- О, не все потеряно для родины и свободы, пока есть такие сердца, как то, что бьется у тебя в груди!
Ободренные тем, что не ошиблись друг в друге, они сразу приступили к обсуждению плана расправы с тираном и спасения Рима от этого ненасытного чудовища.
Минуциану пришелся по душе план Кассия Хереи. Во многом одобрив его, он разделил надежды, которые трибун преторианцев возлагал на Корнелия Сабина и Секста Папиния. Правда, участие в заговоре Клемента Аретина вызывало некоторое опасение у сенатора. Он полагал, что было бы более разумно не доверять всей тайны префекту претория. Однако и тут они пришли к общему мнению, решив, что до определенного времени не будут посвящать Аретина в их замысел.
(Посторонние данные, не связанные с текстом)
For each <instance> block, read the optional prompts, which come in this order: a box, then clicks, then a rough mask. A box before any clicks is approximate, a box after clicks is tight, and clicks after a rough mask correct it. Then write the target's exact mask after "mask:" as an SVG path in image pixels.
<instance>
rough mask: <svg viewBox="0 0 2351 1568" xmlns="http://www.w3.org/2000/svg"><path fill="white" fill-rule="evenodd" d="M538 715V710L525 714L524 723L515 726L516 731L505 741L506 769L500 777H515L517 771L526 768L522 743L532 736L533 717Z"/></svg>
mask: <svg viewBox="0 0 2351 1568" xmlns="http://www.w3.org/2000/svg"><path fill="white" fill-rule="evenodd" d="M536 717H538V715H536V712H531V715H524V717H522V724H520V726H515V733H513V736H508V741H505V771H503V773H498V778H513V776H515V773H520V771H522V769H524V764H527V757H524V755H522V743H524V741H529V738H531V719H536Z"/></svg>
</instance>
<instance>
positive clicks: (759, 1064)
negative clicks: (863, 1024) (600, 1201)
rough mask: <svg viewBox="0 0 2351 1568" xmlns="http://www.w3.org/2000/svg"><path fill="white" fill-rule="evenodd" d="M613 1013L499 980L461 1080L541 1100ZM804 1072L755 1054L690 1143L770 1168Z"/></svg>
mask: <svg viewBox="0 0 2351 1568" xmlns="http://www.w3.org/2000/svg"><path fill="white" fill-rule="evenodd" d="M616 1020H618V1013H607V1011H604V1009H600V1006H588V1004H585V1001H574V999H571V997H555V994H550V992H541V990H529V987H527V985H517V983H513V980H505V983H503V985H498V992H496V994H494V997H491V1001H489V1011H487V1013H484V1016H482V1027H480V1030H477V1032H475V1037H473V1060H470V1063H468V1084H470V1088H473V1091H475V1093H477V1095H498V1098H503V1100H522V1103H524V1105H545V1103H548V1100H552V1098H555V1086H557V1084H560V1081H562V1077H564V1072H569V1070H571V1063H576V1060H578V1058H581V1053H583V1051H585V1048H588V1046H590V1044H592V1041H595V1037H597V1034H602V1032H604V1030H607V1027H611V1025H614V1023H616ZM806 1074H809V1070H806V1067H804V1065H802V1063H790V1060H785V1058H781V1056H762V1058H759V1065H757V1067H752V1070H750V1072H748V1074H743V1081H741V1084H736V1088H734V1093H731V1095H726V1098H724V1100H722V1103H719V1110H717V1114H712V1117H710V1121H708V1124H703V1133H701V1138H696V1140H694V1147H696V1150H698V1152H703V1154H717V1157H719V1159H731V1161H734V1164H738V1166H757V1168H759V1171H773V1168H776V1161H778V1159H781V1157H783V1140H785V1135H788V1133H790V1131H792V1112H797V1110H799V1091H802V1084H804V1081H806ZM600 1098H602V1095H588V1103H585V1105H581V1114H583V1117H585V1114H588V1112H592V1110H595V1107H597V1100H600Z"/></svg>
От Минуциана Кассий Херея вышел человеком, чувствовавшим, как у него вырастают крылья: наконец-то начинали сбываться его самые заветные мечты.
В течение нескольких последующих дней Херея сумел переговорить с Корнелием Сабином и Секстом Папинием, ни одному из них, однако, не сообщив о встрече с другим и оба раз умолчав о визите к Минуциану. Эти два преторианца горячо поддержали его предложение и даже выразили готовность пойти на смерть ради общего дела. Оказалось, что Корнелий Сабин уже давно вынашивал мысли, схожие с теми, которыми с ним поделился старый трибун.
А пока все это происходило и пока Кассий Херея подыскивал новых сообщников и ждал только возвращения Калигулы в Рим, чтобы привести свой план в исполнение, из Галлии пришло известие о провале заговора Гетулика и Лепида, преданных Цериалом. Однако эта новость ничуть не охладила четверых римских заговорщиков: наоборот, она лишь поторопила их, особенно Минуциана, который был связан дружескими узами с Лепидом и теперь, во-первых, хотел отомстить за его смерть, а во-вторых, должен был спешить из-за возможной опалы, грозившей ему вследствие его близости к казненному Эмилию.
И как раз в то же время, примерно в середине декабря, Мессалине понадобились деньги, чтобы вернуть три миллиона сестерциев, взятых в долг у Квинтилии. Кроме того, несколько миллионов ей были нужны на покрытие домашних расходов. Не имея возможности воспользоваться наследством, завещанным Клавдию, она вновь обратилась за помощью к Фонтею, с которым уже не считала нужным церемониться и который с радостью принес деньги, сказав при этом:
- Бери, не стесняйся! Ведь это все принадлежит тебе! Я хочу сказать, что ты получишь гораздо больше после моей смерти.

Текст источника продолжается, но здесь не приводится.